Thursday, March 7, 2013

Somewhere in France | In Memoriam



December 22, 1918

In Memoriam

Serg. JOHN R. HUBBARD was killed in action “Somewhere in France” on September 28th. The sympathy of the congregation is extended to his mother and sister. The first gold star on our service flag appears to-day.

“He died as few men get the chance to die—
Fighting to save a world’s morality.
He died the noblest death a man may die,
Fighting for God, and Right, and Liberty;--
And such a death is Immortality.

For centuries a star has been emblematic of the highest ideals toward which men aspire. Whatever is not to be surpassed in beauty and achievement, that we symbolize by a star. In the hearts of Americans to-day one star is set above all others—the Service Star.

A Service Flag in the window of a home that gives a son! Simple and quite familiar now, but still prompting many visions. We see beyond it a flag of many stars—Old Glory; we think of a man upon a bloody field, face to face with death; we hear a mother’s prayer; we see far beyond, Justice triumphant and Peace restored.
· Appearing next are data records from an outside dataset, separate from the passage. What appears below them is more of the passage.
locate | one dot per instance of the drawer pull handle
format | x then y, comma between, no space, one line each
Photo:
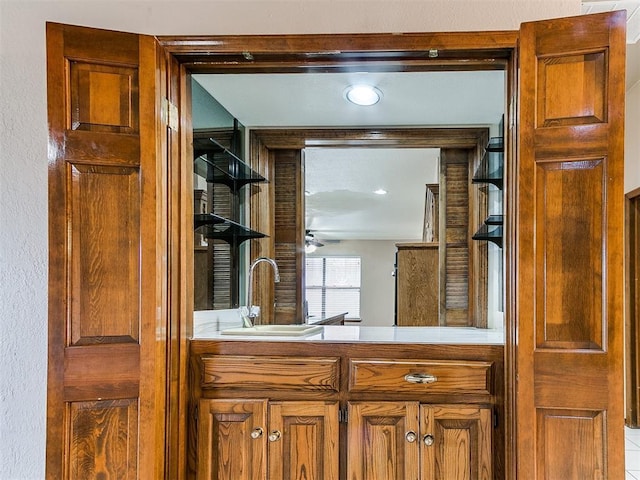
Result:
420,378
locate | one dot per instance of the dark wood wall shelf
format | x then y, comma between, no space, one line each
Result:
491,172
218,219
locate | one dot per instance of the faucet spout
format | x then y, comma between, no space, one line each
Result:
251,314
But most often we think of the son and the mother.

Long ago, above a lowly house hung a star of portent and glory, and beneath it, as now, there was a mother and a Son. Then, as now, the star marked a house where the Son offered His life for the life of a world; a house where the mother knew, with all mothers, the agony and the benediction of sacrifice.

We who are but watchers of the battle, pass these present houses of the war, seeing too little. WE need to remember that first House of the Star and, like Wise Men, follow its guidance in the [illegible] of sacrificial joy.